INTERNATIONAL PAPER COMPANY
2009 INCENTIVE COMPENSATION PLAN
RESTRICTED STOCK UNIT AWARD AGREEMENT


The International Paper Company 2009 Incentive Compensation Plan (the “Plan”), provides for the award of restricted stock units (“RSU’s”), which are a derivative security based on shares of common stock of International Paper Company, a New York corporation (the “Company. The terms and provisions of the Plan are incorporated by reference herein.

For services performed for the International Paper group of companies by [NAME] (the "Employee"), it is hereby agreed between the Company and the Employee as follows:

1.    Definitions

The term “Share” or “Stock” as used in this Restricted Stock Unit Award Agreement shall mean a share of common stock, $1.00 par value, of International Paper Company.

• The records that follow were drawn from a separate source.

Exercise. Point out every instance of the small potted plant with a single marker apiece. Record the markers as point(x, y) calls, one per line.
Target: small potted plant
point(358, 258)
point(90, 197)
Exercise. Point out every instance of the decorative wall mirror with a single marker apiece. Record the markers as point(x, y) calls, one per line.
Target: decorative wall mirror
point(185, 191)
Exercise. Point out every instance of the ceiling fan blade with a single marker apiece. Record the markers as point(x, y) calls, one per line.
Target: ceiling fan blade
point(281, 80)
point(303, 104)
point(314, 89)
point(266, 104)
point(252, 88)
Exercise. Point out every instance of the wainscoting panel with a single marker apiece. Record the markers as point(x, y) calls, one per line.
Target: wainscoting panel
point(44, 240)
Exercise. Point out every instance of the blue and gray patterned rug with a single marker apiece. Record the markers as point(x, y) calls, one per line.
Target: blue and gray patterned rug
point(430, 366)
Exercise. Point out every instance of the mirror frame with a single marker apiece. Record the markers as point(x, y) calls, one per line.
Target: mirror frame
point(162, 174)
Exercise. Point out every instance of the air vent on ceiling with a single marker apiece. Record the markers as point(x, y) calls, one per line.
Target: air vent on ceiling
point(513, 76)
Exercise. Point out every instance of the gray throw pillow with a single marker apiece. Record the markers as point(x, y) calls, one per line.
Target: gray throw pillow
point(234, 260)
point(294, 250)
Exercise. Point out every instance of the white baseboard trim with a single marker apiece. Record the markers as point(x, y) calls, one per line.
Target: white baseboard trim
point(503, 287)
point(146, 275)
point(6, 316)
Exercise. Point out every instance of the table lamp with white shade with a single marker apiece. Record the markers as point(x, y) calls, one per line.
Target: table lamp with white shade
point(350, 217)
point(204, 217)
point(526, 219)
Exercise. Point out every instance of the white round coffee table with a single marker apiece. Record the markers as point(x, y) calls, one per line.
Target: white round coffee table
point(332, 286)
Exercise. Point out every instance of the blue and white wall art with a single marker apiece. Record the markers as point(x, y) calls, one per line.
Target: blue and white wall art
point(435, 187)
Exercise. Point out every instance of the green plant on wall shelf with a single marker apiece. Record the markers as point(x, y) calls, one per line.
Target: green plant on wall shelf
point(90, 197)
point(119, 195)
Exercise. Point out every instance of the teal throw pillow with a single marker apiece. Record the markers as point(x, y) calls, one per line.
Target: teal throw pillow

The term “Restricted Stock Unit” or “RSU” under this Restricted Stock Unit Award Agreement shall mean a right to receive payment in cash based on the value of Company Stock on the last business day immediately preceding the date the RSU vests under Section 4.

2.
Compliance with Law and Regulations

It is the intention of the parties that this Restricted Stock Unit Award Agreement, and any securities issued pursuant to this Restricted Stock Unit Award Agreement, shall comply with all provisions of federal and applicable state securities laws.

3.
Award of Restricted Stock Units

Subject to the provisions of the Plan and this Restricted Stock Unit Award Agreement, the Company hereby awards and authorizes the issuance to Employee of [###] Restricted Stock Units. The Employee shall have no voting rights with regard to Restricted Stock Units. The Employee shall be eligible to receive dividends on the Restricted Stock Units to the extent dividends are paid by the Company to equity owners. All dividends paid on Restricted Stock Units shall be reinvested in additional Restricted Stock Units (which shall be subject to being earned by the Employee on the same basis as the original Restricted Stock Units). No award under this Plan, and no rights or interest herein, may be sold, transferred, pledged or assigned by the Employee, except at death by will or by the laws of descent and distribution. Restricted Stock Units shall be subject to forfeiture and cancellation pursuant to the provisions of the Plan and this Restricted Stock Unit Award Agreement.




4.
Method of Earning Restricted Stock Units and Removal of Restrictions

The restrictions on this Restricted Stock Unit Award shall be removed, and the award shall vest, pursuant to the following schedule:

[###] shares on [DATE]
            
(a)    Upon death of the Employee or the Employee's becoming disabled as such condition is determined in the sole discretion of the Committee, if earlier;

(b)     If Employee ceases to be an active employee of the Company prior to [INSERT VESTING DATE FROM ABOVE] for any reason other than death or disability as described above, all of the Restricted Shares under this Agreement shall be canceled and forfeited; or

(c)     Except as may be provided in a Change-in-Control Agreement between the Company and the Employee, upon a change in control of the Company, unless an award meeting the following requirements (the “Replacement Award”) is provided in substitution for this Restricted Stock Unit Award:
(i)
it relates to equity securities of the Company or its successor following the change in control or another entity that is affiliated with the Company or its successor following the change in control and such equity securities are publicly traded and registered under the Securities Exchange Act of 1934;
(ii)
it has a value at least equal to the value of this Restricted Stock Unit Award as of the date of the change in control as determined by the Committee;
(iii)
it does not contain any performance goals and only vests based on the Employee’s continued service with the Company or its successor following the change in control;
(iv)
its forfeiture provisions, transfer restrictions and any other restrictions lapse based upon the original vesting period of this Restricted Stock Unit Award; provided, however, that the restrictions on the Replacement Award will be removed, and the award will vest, if within two years after the effective date of the change in control, the Employee’s employment is terminated without Cause or the Employee resigns for Good Reason; and
(v)
its other terms and conditions are not less favorable to the Employee than the terms and conditions of this Restricted Stock Unit Award (including the provisions that would apply in the event of a subsequent change in control).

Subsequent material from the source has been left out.